Reputation: 416
I have implemented S3DeleteObjectsOperator, but even though task shows key deleted successfully, in reality the object does not get deleted from the S3 bucket.
delete_s3bucket_files = S3DeleteObjectsOperator(
task_id='delete_s3bucket_files',
start_date=start_date,
bucket='****',
keys='******************',
aws_conn_id='aws_default',
)
Even though the task is getting completed as passed, it does not delete objects inside the specified key in the bucket.
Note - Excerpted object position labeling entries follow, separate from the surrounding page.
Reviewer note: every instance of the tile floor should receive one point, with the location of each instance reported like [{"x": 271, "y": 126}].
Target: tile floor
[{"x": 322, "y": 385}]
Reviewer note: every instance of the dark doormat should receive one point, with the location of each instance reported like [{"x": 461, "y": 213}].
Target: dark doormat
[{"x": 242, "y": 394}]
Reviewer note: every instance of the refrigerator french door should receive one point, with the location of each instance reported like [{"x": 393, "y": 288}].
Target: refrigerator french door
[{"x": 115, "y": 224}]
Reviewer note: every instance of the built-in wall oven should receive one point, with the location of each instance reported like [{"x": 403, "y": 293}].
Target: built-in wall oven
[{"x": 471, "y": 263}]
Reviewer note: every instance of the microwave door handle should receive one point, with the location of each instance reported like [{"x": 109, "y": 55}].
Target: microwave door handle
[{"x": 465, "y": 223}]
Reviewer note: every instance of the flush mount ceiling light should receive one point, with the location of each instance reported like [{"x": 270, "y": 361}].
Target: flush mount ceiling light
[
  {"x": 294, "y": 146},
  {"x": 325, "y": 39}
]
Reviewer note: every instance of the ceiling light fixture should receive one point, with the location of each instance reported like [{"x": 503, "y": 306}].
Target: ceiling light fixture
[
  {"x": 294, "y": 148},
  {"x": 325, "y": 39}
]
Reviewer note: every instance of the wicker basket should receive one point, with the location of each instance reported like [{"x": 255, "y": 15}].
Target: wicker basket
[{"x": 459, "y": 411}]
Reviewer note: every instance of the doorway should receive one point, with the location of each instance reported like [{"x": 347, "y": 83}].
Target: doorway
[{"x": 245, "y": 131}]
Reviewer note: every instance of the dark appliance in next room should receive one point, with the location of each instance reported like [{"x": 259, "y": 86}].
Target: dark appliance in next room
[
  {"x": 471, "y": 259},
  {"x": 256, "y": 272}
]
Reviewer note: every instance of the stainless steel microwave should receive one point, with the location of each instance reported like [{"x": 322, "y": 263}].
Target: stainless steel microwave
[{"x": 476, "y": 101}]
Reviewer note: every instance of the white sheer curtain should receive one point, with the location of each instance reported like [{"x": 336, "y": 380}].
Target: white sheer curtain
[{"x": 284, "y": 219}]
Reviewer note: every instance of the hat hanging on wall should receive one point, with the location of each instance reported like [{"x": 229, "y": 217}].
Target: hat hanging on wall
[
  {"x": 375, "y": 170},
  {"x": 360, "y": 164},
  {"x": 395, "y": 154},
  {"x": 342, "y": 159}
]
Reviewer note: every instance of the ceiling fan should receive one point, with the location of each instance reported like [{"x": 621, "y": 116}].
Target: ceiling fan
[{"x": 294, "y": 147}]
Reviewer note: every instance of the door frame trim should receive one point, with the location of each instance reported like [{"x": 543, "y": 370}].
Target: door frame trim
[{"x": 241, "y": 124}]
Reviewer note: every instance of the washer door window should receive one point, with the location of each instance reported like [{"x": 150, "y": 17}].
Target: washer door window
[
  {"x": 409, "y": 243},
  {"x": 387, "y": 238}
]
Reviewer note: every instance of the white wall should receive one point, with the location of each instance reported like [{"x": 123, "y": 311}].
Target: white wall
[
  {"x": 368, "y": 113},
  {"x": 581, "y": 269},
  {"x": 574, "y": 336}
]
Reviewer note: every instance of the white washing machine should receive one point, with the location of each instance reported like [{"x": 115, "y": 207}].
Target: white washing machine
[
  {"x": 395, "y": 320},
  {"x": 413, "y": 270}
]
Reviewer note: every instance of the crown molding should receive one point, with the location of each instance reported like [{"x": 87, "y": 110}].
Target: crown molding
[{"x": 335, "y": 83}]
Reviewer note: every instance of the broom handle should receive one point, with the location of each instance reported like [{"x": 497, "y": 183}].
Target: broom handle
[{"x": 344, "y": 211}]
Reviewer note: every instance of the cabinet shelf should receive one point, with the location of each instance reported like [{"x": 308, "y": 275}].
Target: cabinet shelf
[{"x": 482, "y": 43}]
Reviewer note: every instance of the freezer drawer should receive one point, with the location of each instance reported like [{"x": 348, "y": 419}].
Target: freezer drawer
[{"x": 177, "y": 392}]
I can see the logs below:
[2019-09-26 14:19:15,554] {base_task_runner.py:101}INFO - Job 1435: Subtask delete_s3bucket_files [2019-09-26 14:19:15,553] {cli.py:517} INFO - Running <TaskInstance: test_s3_delete.delete_s3bucket_files 2019-09-26T12:18:59.362470+00:00 [running]> on host Saurav-macbook.local
[2019-09-26 14:19:15,883] {s3_delete_objects_operator.py:83} INFO - Deleted: ['******************']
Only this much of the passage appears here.